Notebook

Introduction to programming for Geoscientists through Python¶

Lecture 6 solutions¶

Gerard J. Gorman (g.gorman@imperial.ac.uk), Nicolas Barral (n.barral@imperial.ac.uk)¶

Read a two-column data file

The file data/xy.dat contains two columns of numbers, corresponding to x and y coordinates on a curve. The start of the file looks like this:

-1.0000 -0.0000
-0.9933 -0.0087
-0.9867 -0.0179
-0.9800 -0.0274
-0.9733 -0.0374

Make a program that reads the first column into a list x and the second column into a list y. Then convert the lists to arrays, and plot the curve.
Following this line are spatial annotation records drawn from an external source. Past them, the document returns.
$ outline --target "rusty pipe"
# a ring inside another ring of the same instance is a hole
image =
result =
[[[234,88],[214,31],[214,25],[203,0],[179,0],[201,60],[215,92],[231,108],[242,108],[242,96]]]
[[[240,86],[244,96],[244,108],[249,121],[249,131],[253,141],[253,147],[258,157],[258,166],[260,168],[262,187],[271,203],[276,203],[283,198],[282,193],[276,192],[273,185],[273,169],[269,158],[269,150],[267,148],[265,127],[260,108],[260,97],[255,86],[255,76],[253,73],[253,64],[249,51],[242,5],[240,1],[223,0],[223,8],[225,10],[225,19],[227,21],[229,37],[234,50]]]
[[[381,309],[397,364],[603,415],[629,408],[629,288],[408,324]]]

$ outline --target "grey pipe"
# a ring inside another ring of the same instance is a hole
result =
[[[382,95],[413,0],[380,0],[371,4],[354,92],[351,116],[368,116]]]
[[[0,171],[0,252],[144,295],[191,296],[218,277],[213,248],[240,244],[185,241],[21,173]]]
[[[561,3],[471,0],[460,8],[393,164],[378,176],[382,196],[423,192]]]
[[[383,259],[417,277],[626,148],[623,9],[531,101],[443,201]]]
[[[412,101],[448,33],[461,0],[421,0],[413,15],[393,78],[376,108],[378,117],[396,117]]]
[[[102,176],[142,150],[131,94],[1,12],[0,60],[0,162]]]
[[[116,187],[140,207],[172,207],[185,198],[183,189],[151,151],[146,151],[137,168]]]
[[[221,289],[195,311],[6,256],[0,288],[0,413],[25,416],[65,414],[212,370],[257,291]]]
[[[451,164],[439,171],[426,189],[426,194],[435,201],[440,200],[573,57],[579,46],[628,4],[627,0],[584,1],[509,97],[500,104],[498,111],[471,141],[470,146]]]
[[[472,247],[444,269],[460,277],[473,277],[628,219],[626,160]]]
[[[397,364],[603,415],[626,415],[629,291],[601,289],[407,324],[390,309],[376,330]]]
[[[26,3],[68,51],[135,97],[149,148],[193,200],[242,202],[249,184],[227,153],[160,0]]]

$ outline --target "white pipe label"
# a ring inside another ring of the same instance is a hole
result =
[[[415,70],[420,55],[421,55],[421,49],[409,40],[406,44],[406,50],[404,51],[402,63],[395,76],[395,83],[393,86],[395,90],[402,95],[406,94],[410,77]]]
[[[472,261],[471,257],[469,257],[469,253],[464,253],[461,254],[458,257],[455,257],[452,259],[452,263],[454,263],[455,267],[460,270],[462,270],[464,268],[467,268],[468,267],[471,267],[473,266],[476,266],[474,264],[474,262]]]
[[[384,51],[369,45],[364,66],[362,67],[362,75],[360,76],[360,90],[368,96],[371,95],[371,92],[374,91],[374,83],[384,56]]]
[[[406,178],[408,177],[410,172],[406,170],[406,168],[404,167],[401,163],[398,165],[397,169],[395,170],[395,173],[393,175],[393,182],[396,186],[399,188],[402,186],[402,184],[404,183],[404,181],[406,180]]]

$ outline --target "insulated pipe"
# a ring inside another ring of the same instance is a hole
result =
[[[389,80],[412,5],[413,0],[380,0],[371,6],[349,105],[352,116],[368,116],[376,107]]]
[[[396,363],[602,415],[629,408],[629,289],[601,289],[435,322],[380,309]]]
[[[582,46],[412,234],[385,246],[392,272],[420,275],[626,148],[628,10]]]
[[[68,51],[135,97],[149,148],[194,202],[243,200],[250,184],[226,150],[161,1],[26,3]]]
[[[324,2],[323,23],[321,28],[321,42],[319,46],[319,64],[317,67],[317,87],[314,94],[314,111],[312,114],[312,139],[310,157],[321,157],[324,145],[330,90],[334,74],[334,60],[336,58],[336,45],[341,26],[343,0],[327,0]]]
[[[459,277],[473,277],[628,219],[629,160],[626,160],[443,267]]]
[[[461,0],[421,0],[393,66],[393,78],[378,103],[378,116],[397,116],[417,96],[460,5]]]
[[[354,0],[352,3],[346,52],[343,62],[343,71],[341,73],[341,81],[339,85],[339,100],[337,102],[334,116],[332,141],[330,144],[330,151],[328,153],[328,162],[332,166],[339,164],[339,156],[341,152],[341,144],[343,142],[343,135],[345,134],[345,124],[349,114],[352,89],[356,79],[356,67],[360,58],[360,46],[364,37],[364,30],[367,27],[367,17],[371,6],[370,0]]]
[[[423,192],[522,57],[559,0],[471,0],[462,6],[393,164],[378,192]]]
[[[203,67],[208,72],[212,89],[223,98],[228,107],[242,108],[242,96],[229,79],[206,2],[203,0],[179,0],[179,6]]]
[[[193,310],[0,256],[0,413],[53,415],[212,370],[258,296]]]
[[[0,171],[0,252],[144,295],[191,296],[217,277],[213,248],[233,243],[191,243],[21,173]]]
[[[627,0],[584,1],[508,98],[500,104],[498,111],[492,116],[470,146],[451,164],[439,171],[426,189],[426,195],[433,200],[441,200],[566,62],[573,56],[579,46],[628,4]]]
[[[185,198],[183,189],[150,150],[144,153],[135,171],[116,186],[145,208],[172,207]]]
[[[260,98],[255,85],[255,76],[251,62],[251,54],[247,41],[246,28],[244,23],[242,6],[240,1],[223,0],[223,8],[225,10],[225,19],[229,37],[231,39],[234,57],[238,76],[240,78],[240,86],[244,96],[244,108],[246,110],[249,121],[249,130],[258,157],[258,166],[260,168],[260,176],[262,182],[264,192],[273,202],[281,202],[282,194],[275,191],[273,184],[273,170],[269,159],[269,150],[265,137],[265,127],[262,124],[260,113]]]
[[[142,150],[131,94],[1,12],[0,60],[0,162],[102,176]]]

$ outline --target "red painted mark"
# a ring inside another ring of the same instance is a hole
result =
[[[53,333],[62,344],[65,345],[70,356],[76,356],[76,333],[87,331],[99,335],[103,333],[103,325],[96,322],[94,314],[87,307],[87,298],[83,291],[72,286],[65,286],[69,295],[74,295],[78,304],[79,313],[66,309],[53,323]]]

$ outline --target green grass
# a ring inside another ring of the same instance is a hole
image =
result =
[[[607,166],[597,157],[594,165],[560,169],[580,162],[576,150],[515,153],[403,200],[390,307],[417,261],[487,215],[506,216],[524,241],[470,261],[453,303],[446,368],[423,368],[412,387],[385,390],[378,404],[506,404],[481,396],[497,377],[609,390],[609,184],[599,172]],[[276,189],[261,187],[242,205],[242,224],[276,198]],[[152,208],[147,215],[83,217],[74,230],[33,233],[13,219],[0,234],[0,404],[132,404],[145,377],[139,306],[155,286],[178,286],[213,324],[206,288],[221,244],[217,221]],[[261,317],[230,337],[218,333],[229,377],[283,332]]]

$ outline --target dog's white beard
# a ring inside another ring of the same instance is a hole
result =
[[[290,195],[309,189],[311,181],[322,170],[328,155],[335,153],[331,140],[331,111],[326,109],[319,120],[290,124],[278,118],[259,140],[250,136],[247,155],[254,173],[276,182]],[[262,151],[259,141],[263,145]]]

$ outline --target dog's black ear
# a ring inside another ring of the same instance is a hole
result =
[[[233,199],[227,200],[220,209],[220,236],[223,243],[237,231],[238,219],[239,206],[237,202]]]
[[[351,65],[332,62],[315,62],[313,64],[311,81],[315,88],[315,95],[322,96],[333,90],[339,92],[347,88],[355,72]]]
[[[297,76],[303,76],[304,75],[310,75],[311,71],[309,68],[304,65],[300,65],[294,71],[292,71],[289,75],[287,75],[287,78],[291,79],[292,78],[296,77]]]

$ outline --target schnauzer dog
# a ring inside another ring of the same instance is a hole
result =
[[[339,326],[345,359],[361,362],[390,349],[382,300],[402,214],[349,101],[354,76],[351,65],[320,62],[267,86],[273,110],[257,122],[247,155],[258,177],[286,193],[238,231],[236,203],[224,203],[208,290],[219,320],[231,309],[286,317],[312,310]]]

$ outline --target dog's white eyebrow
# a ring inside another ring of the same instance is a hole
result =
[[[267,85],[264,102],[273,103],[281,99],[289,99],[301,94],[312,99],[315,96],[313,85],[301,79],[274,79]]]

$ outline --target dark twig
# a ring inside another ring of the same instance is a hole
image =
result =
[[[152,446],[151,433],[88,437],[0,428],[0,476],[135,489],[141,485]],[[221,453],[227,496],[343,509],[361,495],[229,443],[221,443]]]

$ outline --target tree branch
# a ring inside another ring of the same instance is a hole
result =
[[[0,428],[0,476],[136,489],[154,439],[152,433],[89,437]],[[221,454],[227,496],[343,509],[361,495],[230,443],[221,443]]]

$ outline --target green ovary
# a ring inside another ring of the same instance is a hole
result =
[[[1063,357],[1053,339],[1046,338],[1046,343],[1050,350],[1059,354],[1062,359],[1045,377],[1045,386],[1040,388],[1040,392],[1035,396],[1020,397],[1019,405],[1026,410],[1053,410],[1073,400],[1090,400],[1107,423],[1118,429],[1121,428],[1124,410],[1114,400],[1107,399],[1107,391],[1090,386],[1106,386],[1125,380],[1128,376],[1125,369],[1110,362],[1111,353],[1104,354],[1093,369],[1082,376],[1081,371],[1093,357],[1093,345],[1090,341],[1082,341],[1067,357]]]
Print out the maximum and minimum y coordinates. (Hint: Read the file line by line, split each line into words, convert to float, and append to x and y.)

In [12]:

## STAGE 1: input

# Open data file
infile = open("data/xy.dat", "r") # "r" is for read

# Initialise empty lists
xlist = []
ylist = []

# Loop through infile and write to x and y lists
for line in infile:
    line = line.split() # convert to list by dropping spaces
    xlist.append(float(line[0])) # take 0th element and covert to float
    ylist.append(float(line[1])) # take 1st element and covert to float


# Close the filehandle
infile.close()

In [13]:

## STAGE 2: view file

# Sanity check -- Let's see what our lists look like for the first 10
print("First ten elements in x and y lists:\n") # N.B. "\n" adds a newline
for i in range(10):
    print("X = %.2f, Y = %.2f" % (xlist[i], ylist[i]))

# Max and min y coords
print("\nThe min and max y are: %.2f and %.2f" % (min(ylist), max(ylist)))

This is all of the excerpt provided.